Fraud of many kinds has been caught through the years - mostly through pedestrian methods.

Actually I do a little bit of consulting work for a fraud unit in my own health information company - this being healthcare financing fraud. The methods for detecting it are getting more and more sophisticated. And given the amount of revenue involved, it makes it possible for smart people and expensive tools to enter the arena.

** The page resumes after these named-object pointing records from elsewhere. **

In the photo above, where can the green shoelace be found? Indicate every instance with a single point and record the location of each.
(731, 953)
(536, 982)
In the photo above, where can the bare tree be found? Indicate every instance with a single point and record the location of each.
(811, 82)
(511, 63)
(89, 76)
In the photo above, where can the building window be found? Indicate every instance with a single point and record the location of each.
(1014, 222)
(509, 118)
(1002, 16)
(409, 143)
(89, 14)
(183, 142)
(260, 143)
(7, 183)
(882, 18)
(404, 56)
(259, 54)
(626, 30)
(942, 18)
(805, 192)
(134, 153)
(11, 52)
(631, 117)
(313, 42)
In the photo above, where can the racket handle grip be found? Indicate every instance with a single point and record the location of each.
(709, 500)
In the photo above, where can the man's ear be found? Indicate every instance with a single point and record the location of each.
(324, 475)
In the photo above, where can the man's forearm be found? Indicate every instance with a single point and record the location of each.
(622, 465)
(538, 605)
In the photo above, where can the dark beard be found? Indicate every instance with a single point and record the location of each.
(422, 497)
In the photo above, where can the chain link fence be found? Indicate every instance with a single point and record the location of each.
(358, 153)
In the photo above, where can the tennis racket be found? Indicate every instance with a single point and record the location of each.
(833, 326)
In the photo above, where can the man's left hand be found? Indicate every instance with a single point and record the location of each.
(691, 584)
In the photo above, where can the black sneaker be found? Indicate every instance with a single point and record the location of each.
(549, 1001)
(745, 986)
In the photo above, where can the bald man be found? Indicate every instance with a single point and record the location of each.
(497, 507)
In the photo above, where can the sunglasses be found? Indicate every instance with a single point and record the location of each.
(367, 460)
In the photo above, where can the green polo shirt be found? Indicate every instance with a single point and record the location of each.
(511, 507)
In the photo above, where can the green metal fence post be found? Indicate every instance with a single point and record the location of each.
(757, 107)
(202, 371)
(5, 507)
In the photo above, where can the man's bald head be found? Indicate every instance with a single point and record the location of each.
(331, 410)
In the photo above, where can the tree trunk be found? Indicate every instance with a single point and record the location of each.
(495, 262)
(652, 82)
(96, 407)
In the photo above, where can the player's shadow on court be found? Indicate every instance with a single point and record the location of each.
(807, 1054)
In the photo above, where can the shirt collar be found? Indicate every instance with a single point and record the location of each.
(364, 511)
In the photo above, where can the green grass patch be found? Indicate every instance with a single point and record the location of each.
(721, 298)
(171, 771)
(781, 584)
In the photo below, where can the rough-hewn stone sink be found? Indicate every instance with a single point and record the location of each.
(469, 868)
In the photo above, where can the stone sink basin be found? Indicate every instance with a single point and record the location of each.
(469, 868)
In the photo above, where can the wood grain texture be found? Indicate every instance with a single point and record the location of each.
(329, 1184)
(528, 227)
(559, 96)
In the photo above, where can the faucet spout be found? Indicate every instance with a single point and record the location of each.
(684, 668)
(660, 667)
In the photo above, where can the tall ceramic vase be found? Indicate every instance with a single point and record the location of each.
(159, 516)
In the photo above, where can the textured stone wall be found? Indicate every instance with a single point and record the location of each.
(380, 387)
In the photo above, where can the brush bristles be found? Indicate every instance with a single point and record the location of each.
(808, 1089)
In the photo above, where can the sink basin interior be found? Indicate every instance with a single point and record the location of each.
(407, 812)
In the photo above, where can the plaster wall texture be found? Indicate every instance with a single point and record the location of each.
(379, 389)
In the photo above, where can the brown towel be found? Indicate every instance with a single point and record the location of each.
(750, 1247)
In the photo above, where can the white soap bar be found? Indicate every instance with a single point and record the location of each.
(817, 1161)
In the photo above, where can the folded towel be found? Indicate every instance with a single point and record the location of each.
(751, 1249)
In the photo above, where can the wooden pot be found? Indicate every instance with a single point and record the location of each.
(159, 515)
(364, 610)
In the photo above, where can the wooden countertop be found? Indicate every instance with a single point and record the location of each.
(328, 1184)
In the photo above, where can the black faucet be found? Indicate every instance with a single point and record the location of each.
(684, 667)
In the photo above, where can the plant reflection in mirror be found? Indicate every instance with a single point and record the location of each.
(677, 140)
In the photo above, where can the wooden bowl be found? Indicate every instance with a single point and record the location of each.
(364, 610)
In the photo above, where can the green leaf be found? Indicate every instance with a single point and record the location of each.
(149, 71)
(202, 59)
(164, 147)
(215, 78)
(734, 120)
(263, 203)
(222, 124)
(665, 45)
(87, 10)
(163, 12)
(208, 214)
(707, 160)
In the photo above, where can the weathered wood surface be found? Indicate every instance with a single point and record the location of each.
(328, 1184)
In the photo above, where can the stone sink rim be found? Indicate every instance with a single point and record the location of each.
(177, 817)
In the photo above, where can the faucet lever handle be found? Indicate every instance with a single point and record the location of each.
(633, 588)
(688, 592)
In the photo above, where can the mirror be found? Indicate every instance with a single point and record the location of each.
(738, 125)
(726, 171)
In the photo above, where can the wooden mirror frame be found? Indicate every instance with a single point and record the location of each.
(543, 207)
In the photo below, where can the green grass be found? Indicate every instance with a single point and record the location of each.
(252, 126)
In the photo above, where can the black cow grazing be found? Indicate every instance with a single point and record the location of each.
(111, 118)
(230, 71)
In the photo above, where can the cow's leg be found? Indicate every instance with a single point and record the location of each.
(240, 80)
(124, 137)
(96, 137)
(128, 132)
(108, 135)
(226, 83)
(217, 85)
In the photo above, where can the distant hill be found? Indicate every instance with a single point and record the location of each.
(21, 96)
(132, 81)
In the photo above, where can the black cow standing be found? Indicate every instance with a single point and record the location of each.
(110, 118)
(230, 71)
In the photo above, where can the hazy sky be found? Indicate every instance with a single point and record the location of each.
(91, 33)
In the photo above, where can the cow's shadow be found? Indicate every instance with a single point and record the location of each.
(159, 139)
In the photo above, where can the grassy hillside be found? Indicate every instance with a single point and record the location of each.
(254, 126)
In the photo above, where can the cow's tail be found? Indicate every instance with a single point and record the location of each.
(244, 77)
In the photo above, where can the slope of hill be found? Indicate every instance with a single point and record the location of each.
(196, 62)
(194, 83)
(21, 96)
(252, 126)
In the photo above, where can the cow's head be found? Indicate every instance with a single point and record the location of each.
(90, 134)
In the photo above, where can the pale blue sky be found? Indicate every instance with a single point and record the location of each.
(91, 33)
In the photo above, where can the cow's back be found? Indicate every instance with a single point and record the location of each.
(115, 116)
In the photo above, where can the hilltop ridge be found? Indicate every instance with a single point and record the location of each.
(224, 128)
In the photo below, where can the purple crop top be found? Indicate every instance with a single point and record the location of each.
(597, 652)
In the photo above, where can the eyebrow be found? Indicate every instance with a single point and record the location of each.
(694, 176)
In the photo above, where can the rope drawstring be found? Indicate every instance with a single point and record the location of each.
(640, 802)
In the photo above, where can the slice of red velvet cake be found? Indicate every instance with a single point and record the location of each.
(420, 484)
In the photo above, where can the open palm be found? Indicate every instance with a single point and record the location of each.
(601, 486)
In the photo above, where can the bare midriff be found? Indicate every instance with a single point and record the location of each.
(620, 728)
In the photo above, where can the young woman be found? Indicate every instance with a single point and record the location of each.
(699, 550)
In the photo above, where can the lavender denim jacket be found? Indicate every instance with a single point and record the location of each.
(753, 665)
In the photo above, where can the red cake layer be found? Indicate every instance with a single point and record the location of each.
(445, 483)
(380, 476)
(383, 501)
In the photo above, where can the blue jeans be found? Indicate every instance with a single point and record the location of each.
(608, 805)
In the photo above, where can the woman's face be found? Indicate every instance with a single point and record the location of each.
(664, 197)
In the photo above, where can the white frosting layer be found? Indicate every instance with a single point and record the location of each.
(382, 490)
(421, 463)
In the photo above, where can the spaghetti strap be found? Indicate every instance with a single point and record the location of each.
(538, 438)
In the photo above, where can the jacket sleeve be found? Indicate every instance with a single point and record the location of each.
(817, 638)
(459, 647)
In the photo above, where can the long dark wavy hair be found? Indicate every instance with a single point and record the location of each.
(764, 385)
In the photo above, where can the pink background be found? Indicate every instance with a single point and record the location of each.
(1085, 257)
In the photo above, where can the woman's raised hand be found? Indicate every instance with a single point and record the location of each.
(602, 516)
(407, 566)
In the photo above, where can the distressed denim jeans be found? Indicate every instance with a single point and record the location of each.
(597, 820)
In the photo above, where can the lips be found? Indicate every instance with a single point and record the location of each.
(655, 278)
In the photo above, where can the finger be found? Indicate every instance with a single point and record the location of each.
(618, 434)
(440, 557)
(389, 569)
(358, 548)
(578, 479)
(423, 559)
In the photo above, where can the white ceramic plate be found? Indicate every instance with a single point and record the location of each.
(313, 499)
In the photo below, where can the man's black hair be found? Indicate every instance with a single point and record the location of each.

What you are asking about though is fraud from the standpoing of drug development, testing, and marketing. There are processes in place to check that, as Mike and I have discussed. But there most definitely is room for improvement from the standpoint of F.D.A. standards. There's a tradeoff involved. Already people with life-threatening illnesses complain because new treatments don't make it to the marketplace fast enough. So the F.D.A. plays this tricky game of a balance between getting new treatments to the marketplace faster (to save lives) while preventing risky treatments from making it past the review process (to save lives). That's the overall goal - save the most lives.

Individual companies themselves IMO can help on two fronts. First... I'm a big believer of ethics training. I've been through several versions of it with different employers. This is a message that the company needs to be on board with from top to bottom. The second is six sigma training. Companies need to be in tune with the needs (voice) of the customer, and they need to deliver a product with the lowest defect rate. The message needs to be communicated over and over again that honest, defect-free business is good business. At the end of the day, you maximize profit. You make the most money when you do it right the first time. And that's a good thing for everyone involved.

And my health information company now does work for the federal government to detect drug problems that haven't been (or couldn't be) "detected" in the F.D.A. approval process. We deal with the medical claims of tens of millions of people a year. That's a gold mine for detecting new drug problems - if you know how to find the needles in the haystack. This is a relatively new business for us (about a year old).

So yes, Norm, I think process - on many levels - is helpful in this matter.